DLMCYCLE.RPF

DLMCYCLE.RPF demonstrates estimation of a state-space model with more than one observable. It is a very small example of the type of common cycle analysis from Stock and Watson(1991). Though it's a simple model, it demonstrates many of the requirements for handling a more involved dynamic factor model.

The model takes the form

\begin{equation} \begin{array}{l} C_t = \phi _c C_{t - 1} + w_{ct} \\ y_{it} = \mu _i + \gamma _i C_t + \chi _{it} \\ \chi _{it} = \phi _i \chi _{i,t - 1} + w_{it} \\ \end{array} \end{equation}

where $C$ is the (unobservable) common cycle, the $y$ are observable macroeconomic series (in growth rates) and the $\xi$ are the measurement errors in the observation equations. Because the measurement errors are assumed to be serially correlated (with AR(1) processes), we need to add those to the state equation. With two observables, the state-space model takes the form

\begin{equation} \begin{array}{l} {\bf{X}}_t \equiv \left[ {\begin{array}{*{20}c} {C_t } \\ {\chi _{1t} } \\ {\chi _{2t} } \\ \end{array}} \right] = \left[ {\begin{array}{*{20}c} {\phi _c } & 0 & 0 \\ 0 & {\phi _1 } & 0 \\ 0 & 0 & {\phi _2 } \\ \end{array}} \right]\left[ {\begin{array}{*{20}c} {C_{t - 1} } \\ {\chi _{1,t - 1} } \\ {\chi _{2,t - 1} } \\ \end{array}} \right] + \left[ {\begin{array}{*{20}c} {w_{ct} } \\ {w_{1t} } \\ {w_{2t} } \\ \end{array}} \right] \\ y_t \equiv \left[ {\begin{array}{*{20}c} {y_{1t} } \\ {y_{2t} } \\ \end{array}} \right] = \left[ {\begin{array}{*{20}c} {\mu _1 } \\ {\mu _2 } \\ \end{array}} \right] + \left[ {\begin{array}{*{20}c} {\gamma _1 } & 1 & 0 \\ {\gamma _2 } & 0 & 1 \\ \end{array}} \right]{\bf{X}}_t \\ \end{array} \end{equation}

One issue with any model such as this is that the scale of $C$ isn’t identified—if you multiply $C$ by $\lambda$ and divide all the $\gamma$ by $\lambda$, the model is unchanged. There are two ways to handle this: either fix the scale of $C$ (most easily by pegging the variance of $w_{ct}$ to 1), or fix one of the two loadings, such as pegging $\gamma_1$ at 1. The former is safer, since it’s possible (though unlikely) that you could be pegging a loading which is actually zero theoretically.

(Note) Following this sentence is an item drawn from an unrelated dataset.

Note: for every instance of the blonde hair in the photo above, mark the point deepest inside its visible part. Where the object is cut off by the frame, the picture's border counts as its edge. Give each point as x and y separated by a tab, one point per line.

This uses growth rates of income and consumption as the two observables:

cal(q) 1947
open data coninc.rat
data(format=rats) 1947:1 1989:3 gyd82 gc82
*
* Convert to growth rates
*
set ygr = 100.0*log(gyd82/gyd82{1})
set cgr = 100.0*log(gc82/gc82{1})

This sets up the free parameters, which include the autoregressive coefficients, the mean shifts in the observation equations, the loadings on the cycle (called G), and the three variances. (The shocks are assumed to be independent). As discussed above, the variance of the cycle shock is fixed at 1. We include it in the parameter set with the pegged value as it makes the state-space representation easier to understand.

dec rect g(1,2)

nonlin phic phi1 phi2 mu1 mu2 g sigc=1.0 sig11 sig22

The matrices in the state-space representation are all time-invariant (other than the data), but several depend upon the free parameters. The most convenient way to handle these is to create a “startup” function, which gets executed at the start of each function evaluation to copy the current parameter settings into matrices:

function %%DLMStart

compute a=%diag(||phic,phi1,phi2||)

compute sw=%diag(||sigc,sig11,sig22||)

compute c=g~~%identity(2)

end %%DLMStart

Coming up with good guess values for state-space models can be difficult. The most important ones to get at least within an order of magnitude or so are the variances—the others are usually more robust to poor guess values. With a complicated model, it’s often a good idea to start with a more restricted submodel and “bootstrap” the estimates of the simpler model to start the complex model. What’s included in the example may be more than is needed in practice, but gives an idea of how you can construct guess values from more straightforward calculations. First is an estimate of an AR(1) on the sum of the two series to get a guess for the PHIC.

set combined = ygr+cgr

linreg combined

# constant combined{1}

compute phic=%beta(2)

The residual variance in the cycle equation is supposed to be one. So get a preliminary estimate of the cycle by taking the fitted values and scaling them down by the observed standard error:

prj testc

set testc = testc/sqrt(%seesq)

Estimate AR(1) regressions on the two observables and pull out guess values.

ar1 ygr

# constant testc

compute mu1=%beta(1),g(1,1)=%beta(2),phi1=%rho,sig11=%seesq

ar1 cgr

# constant testc

compute mu2=%beta(1),g(1,2)=%beta(2),phi2=%rho,sig22=%seesq

Estimate the parameters by maximum likelihood. Given the estimated model, use Kalman smoothing to estimate the business cycle. The way this works, at each function evaluation the %DLMSTART() function is executed. That resets the SW, A and C matrices to the values needed for the current set of parameters. With the multiple observables, you need to use the in-line matrix ||...|| notation to feed in both values.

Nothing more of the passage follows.